Erano in 5mila ieri a Milano, al presidio organizzato dai Giovani Palestinesi d’Italia. Seconde e terze generazioni, italiani accanto ad altri italiani, giovani, meno giovani, movimenti del territorio, centri sociali. C’è anche il rapper Ghali e ci sono anziani e giovani palestinesi che raccontano la loro storia, la loro duplice identità, la loro diaspora. E c’è la polizia che blocca un tentativo di corteo.

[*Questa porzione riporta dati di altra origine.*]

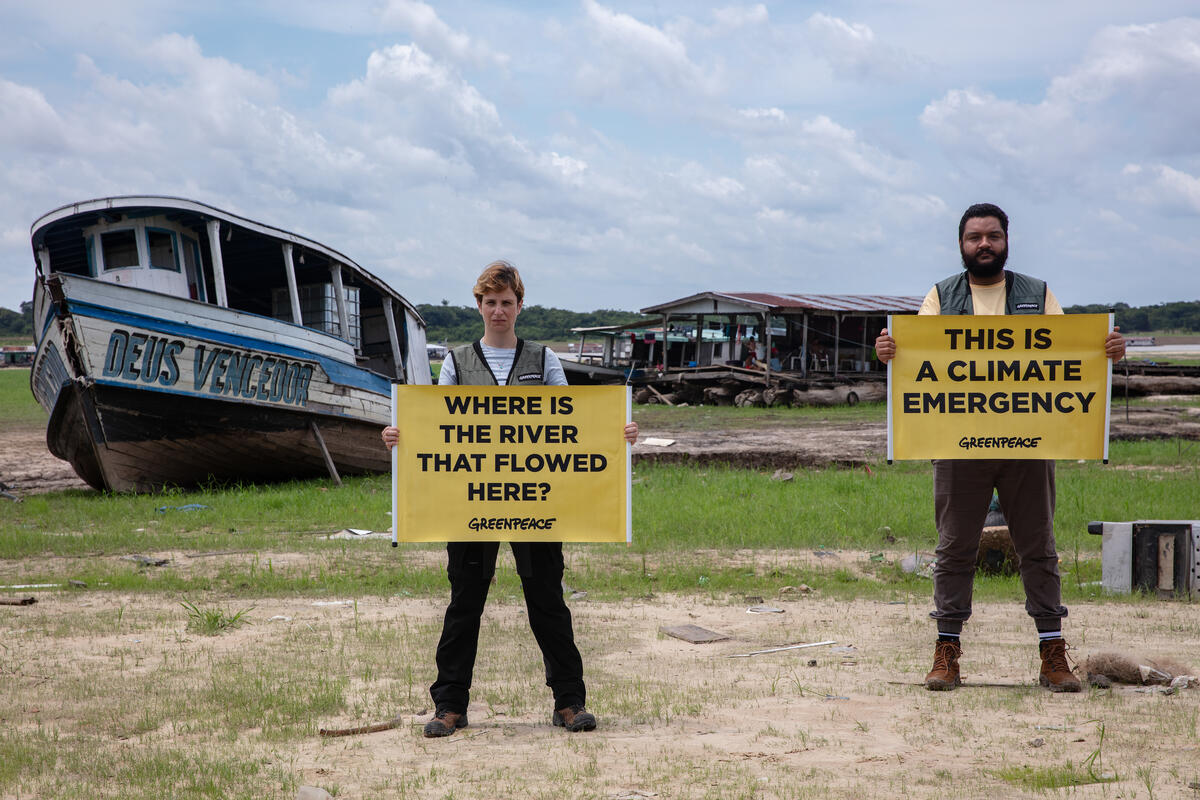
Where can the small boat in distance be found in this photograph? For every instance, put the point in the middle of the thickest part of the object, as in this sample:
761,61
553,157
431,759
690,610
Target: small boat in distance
178,343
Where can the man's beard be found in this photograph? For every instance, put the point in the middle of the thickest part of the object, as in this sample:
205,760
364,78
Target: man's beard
989,270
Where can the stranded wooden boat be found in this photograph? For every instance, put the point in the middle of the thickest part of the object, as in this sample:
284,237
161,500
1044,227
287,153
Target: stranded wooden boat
178,343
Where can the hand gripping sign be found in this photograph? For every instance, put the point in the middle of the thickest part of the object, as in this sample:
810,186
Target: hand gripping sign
511,463
1013,386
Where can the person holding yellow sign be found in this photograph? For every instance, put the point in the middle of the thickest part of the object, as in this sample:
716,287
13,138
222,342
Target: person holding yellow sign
499,358
963,488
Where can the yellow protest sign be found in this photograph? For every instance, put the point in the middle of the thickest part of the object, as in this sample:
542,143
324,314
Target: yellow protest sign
510,463
1014,386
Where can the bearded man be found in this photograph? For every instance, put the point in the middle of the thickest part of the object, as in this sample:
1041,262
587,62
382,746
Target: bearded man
963,488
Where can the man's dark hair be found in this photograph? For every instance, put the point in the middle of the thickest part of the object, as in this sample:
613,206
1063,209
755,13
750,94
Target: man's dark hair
983,210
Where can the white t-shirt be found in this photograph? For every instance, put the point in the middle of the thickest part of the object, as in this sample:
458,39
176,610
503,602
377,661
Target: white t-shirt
499,360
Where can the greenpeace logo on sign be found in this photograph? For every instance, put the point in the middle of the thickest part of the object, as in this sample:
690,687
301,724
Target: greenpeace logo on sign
1000,443
511,523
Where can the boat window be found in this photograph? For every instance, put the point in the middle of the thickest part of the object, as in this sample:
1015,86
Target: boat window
193,270
161,246
119,248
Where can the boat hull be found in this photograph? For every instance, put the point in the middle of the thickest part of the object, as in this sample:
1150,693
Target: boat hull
147,391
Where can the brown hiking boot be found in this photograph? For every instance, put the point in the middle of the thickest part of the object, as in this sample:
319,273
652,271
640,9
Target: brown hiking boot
1056,673
945,674
574,719
444,723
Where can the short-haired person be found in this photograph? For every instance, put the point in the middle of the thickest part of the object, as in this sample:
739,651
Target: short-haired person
963,488
499,358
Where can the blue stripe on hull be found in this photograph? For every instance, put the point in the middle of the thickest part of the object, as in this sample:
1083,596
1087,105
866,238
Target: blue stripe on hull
337,371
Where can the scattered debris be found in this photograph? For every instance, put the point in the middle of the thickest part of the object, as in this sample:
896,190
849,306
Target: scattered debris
145,560
693,633
1123,668
786,647
573,594
359,533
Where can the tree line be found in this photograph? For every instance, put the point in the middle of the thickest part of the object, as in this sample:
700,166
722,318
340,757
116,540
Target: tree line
456,324
1183,317
459,324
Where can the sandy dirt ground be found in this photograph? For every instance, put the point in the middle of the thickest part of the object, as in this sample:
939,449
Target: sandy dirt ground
677,720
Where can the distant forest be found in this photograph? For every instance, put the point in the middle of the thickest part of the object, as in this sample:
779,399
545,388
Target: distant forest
1179,317
456,324
459,324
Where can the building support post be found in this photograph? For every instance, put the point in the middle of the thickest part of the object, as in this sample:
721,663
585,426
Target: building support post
837,343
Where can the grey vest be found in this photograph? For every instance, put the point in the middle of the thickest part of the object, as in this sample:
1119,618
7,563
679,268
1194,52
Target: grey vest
1024,295
472,370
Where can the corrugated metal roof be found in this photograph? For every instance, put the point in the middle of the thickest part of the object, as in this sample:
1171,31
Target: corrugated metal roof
799,302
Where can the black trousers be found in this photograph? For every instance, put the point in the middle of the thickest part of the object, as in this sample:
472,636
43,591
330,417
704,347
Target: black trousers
471,569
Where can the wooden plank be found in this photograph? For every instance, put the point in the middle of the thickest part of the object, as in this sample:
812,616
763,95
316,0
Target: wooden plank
693,633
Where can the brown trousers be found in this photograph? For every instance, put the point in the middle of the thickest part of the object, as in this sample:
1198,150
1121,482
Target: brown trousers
961,494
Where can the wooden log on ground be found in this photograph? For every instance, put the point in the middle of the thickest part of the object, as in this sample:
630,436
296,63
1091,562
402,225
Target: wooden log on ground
777,396
835,396
867,392
1143,385
749,397
718,396
659,396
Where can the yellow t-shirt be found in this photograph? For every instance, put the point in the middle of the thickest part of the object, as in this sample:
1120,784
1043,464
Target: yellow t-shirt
987,300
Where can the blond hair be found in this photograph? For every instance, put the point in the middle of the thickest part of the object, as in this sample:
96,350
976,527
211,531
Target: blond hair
496,277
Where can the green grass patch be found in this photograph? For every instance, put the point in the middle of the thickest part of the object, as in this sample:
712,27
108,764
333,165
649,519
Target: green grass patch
731,417
17,404
1042,779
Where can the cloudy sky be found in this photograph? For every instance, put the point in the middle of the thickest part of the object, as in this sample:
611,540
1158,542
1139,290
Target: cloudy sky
624,154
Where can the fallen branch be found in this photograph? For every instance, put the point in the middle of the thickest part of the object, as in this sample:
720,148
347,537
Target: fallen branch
789,647
395,722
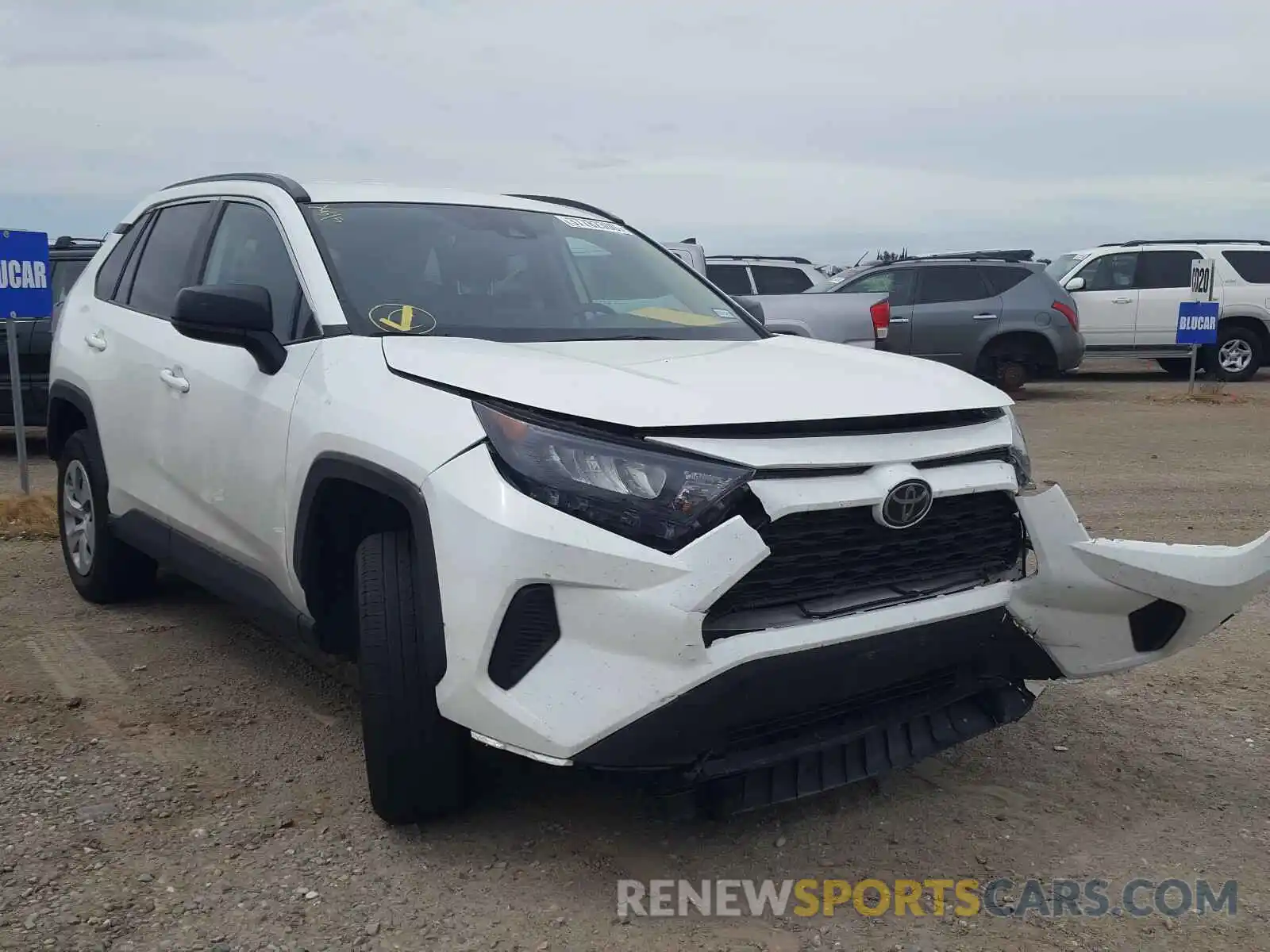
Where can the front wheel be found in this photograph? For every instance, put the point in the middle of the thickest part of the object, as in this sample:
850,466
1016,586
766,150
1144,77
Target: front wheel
416,759
1237,355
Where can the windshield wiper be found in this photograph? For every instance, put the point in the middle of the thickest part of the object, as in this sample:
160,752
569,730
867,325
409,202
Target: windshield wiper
628,336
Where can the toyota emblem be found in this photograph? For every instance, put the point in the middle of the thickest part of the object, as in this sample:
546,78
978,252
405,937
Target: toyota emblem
906,505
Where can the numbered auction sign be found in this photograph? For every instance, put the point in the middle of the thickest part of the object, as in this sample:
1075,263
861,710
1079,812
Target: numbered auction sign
1202,279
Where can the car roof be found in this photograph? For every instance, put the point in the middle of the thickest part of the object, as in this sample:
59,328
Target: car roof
332,192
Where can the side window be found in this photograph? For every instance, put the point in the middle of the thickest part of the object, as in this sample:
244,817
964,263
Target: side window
248,249
1165,270
1110,272
774,279
1001,279
732,278
112,268
1254,267
944,285
897,282
167,257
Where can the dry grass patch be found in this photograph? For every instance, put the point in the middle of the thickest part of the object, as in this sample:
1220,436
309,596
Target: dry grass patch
29,517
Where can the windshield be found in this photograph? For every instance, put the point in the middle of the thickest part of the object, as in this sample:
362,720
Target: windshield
1060,267
511,276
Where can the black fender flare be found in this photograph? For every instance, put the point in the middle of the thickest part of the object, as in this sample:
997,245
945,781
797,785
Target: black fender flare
379,479
60,393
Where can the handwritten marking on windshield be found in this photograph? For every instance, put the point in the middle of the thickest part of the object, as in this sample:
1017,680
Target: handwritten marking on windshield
403,319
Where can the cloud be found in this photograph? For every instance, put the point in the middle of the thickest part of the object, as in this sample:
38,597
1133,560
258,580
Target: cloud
741,122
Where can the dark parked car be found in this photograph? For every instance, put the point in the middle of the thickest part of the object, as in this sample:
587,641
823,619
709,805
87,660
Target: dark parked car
994,314
67,257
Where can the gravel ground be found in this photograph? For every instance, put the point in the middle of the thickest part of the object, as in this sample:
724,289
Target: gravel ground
173,780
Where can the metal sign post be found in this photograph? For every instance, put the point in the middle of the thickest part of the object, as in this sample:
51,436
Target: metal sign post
19,425
1193,323
27,294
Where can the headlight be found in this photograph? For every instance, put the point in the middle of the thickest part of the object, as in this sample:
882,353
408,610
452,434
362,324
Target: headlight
660,499
1019,455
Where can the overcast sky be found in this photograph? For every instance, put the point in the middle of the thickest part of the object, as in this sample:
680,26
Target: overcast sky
759,127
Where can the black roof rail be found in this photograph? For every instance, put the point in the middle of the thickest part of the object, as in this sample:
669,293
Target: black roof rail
290,186
571,203
65,241
1137,243
759,258
1019,255
1016,254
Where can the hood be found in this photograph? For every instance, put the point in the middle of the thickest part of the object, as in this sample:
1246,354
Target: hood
656,384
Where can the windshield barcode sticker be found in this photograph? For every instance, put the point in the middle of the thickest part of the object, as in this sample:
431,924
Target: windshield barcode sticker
594,225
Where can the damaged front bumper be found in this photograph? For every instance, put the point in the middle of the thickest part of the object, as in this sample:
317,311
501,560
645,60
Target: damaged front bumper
1104,606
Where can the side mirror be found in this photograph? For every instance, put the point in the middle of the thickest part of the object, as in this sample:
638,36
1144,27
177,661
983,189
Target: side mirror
235,315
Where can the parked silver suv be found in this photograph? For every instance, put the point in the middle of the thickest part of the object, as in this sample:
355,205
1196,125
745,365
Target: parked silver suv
995,314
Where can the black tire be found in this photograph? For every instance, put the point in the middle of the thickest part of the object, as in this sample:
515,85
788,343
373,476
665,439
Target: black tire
1246,340
114,571
1003,370
416,759
1176,366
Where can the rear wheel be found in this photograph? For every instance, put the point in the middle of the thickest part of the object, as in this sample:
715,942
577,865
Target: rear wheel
416,759
101,566
1238,353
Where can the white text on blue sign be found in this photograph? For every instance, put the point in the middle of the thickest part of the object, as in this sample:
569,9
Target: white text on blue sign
23,274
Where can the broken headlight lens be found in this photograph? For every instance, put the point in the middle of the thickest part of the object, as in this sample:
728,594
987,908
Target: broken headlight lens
651,497
1019,455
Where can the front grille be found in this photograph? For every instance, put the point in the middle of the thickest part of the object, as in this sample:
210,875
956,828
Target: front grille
841,552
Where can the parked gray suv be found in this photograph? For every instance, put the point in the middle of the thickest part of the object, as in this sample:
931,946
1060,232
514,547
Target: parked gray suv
995,314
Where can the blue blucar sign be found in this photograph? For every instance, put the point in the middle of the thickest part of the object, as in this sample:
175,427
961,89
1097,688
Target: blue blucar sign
1197,321
25,290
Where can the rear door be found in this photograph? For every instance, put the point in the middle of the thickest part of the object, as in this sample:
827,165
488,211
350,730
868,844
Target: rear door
1162,279
899,286
954,314
1109,300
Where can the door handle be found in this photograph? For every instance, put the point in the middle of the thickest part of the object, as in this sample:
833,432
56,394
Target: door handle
175,380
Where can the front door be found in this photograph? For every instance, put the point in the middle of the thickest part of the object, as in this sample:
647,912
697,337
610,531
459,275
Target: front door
1108,302
954,315
1164,282
126,334
225,423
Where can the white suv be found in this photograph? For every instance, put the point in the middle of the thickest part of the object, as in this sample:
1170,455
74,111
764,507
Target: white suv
556,494
1128,296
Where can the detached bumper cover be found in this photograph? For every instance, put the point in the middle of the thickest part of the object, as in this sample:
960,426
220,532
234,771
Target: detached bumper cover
1080,602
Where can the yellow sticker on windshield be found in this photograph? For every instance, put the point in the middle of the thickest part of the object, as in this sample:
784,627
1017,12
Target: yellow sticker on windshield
403,319
686,317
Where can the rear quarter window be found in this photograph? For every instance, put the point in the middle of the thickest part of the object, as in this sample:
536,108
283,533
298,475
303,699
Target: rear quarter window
1001,279
1254,267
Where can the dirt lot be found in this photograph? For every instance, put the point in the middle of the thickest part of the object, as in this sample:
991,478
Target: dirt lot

Hanno manifestato, come sta accadendo in Italia ovunque in questi giorni, da Palermo a Cagliari, contro l’offensiva militare israeliana a Gaza, gli sgomberi a Sheikh Jarrah, le violenze in Cisgiordania e le città miste in Israele. Tante persone in tutto il paese in direzione contraria a quella della politica dei partiti, questi giorni quanto mai unita intorno alla narrativa israeliana.
«Israele non esiste in solitaria», dice una ragazza dal palco, appellandosi all’Europa e ai media italiani, ritenuti responsabili di un silenzio imbarazzante e in molti casi in una narrazione a senso unico. Milano tornerà in piazza domani insieme a Modena e Catania.
Oggi invece tocca a Roma (alle 16 a piazza Esquilino, con un presidio organizzato dalla Comunità palestinese di Roma e del Lazio e da Assopace), a Napoli, Savona, Bologna, Pisa, Firenze, Empoli, Vicenza, Brescia, Livorno, Parma, Pavia, Trento, Torino, Salerno. Una mobilitazione fisica che si aggiunge a quella virtuale, sui social, dove ieri a emergere con potenza è stata la protesta di giovani ebrei italiani.
Si sono fotografati con un cartello in mano e la scritta #NotInOurNames, non massacri e occupazioni militari nel nostro nome. «Ci uniamo – scrivono – ai compagni e alle compagne attivisti in Israele e Palestina e al resto delle comunità ebraiche nella diaspora che stanno facendo lo stesso».